Die EU reagiert mit dem AI Act, der bestimmte Emotionserkennung verbietet. Doch die Gefahr durch grenzüberschreitende Angriffe bleibt hoch. In Israel beobachteten Behörden einen Anstieg von Telefonbetrug gegen russischsprachige Senioren, bei dem sich Scammer als staatliche Mitarbeiter ausgaben.

Staatliche Überwachung und geopolitische Spannungen

Die aktuelle Lage zeigt ein massives Vertrauensdefizit der Nutzer. Eine Umfrage vom 11. April ergab: 84 Prozent der Befragten misstrauen US-Tech-Firmen beim Umgang mit persönlichen Daten; bei chinesischen Unternehmen sind es 93 Prozent.

Dieses Misstrauen wird durch Berichte über staatliche Überwachung genährt. Strafverfolgungsbehörden nutzen weltweit das Webloc-System, um Standorte von bis zu 500 Millionen Mobilgeräten über Werbedaten zurückzuverfolgen.

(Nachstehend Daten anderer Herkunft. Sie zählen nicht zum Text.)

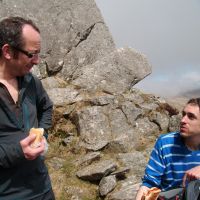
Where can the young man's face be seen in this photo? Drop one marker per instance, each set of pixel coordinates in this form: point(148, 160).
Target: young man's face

Gleichzeitig verschärfen geopolitische Spannungen die Risiken. Westliche Geheimdienste warnten gestern vor Aktivitäten der russischen Gruppe APT28. Diese nutzt Schwachstellen in älteren Routern für DNS-Hijacking, um Datenverkehr abzufangen. Die Behörden empfehlen einen wöchentlichen Router-Neustart, um nicht-persistente Malware zu löschen.

Die Zukunft: Autonome Sicherheitssysteme im Aufwind

Für die kommenden Jahre prognostizieren Analysten eine Verschiebung hin zu autonomen Sicherheitssystemen. Ein KPMG-Bericht identifiziert für 2026 acht strategische Prioritäten, darunter den Übergang zur Post-Quanten-Kryptographie und die Absicherung komplexer KI-Systeme.

Da Angreifer zunehmend KI einsetzen, um Schwachstellen in Echtzeit zu finden, müssen auch Verteidigungsmechanismen automatisiert werden. Unternehmen wie Rockstar Games, die erst kürzlich Opfer eines Datenlecks wurden, verdeutlichen die Notwendigkeit lückenloser Überwachung der gesamten digitalen Infrastruktur.

Die Ransomware-Gruppe ShinyHunters, die sowohl Rockstar als auch das deutsche Unternehmen Mytheresa im April angriff, setzt gezielt auf Erpressung durch Datenlecks. In einer Welt, in der Daten zur wertvollsten Währung geworden sind, wird ihr Schutz zur Existenzfrage.